We were faced with a crisis once, the whole family, and it was my little boy, Freddie, aged eleven who whispered in his sister Ginney’s, ear an idea of how to save us all. She ran to the front door and shouted, “Help, Rape! Rape!”
Imagine for a start our dilemma. We had just received a last demand for payment on an item we still owed about two hundred dollars on. At first sight Ginny’s action outlined above would appear completely useless. But just think. Who would you get flocking round your house?
The Police? Yes that’s a good answer. About ten of them, three women and seven men. The chief male cop burst into our hall screaming, “Let me get at the bastard. Where is the little girl? ” This is the point where granny came in very useful.
“I was the victim, officer, 52 years ago. You know, down by the canal on a sunny evening. Young Jimmy Johnson went just that bit too far, you know how fellas do, and I whacked him a backhander that sent him straight into the water amongst those iron girders and other rubbish. He didn’t try that again, did you Jimmy?”

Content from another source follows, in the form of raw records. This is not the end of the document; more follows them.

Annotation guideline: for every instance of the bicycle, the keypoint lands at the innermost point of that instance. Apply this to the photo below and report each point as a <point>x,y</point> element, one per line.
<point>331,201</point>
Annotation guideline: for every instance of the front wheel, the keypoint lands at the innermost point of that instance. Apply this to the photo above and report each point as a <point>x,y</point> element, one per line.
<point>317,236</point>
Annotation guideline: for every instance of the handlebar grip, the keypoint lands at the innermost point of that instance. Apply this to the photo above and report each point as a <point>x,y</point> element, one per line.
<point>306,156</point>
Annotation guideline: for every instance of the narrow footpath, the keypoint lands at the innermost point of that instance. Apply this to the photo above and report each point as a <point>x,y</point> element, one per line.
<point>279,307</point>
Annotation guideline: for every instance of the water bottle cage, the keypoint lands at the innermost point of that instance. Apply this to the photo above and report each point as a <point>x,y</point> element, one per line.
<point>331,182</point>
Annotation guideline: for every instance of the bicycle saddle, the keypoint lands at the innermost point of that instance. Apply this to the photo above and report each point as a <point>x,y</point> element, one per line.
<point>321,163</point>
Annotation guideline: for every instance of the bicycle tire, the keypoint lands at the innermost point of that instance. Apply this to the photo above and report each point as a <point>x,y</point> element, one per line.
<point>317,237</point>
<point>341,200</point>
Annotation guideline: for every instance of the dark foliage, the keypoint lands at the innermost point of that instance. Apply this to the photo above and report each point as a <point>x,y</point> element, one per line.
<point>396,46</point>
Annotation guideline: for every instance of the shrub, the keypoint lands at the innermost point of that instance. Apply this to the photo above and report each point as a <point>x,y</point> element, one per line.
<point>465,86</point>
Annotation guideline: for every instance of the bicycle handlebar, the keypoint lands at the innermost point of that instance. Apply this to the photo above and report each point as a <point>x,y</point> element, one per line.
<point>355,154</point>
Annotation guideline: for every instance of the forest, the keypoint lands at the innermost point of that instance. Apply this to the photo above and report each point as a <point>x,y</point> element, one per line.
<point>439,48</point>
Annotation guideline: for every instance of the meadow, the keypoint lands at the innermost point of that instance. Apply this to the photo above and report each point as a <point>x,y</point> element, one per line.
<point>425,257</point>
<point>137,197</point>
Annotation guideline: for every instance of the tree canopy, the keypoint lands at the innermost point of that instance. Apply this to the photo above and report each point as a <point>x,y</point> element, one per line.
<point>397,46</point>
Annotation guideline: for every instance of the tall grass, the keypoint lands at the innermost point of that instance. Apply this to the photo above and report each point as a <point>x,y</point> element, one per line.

“No I Goddam didn’t, wheezed grandad from his Norman Rockwell pose in the kitchen nook. But see here, officer. Next time I saw Jessie here she was awful nice and forgave me and was real sorry for cutting my leg so badly. We told our parents about my acident and they left us at home, even though we was too young, and that’s when we first had it off, while she was bandaging me up. Tricky position, officer, you should try it some day.”
“Then the woman cop said to the chief, “Heston, your weapon’s slipping out,…..”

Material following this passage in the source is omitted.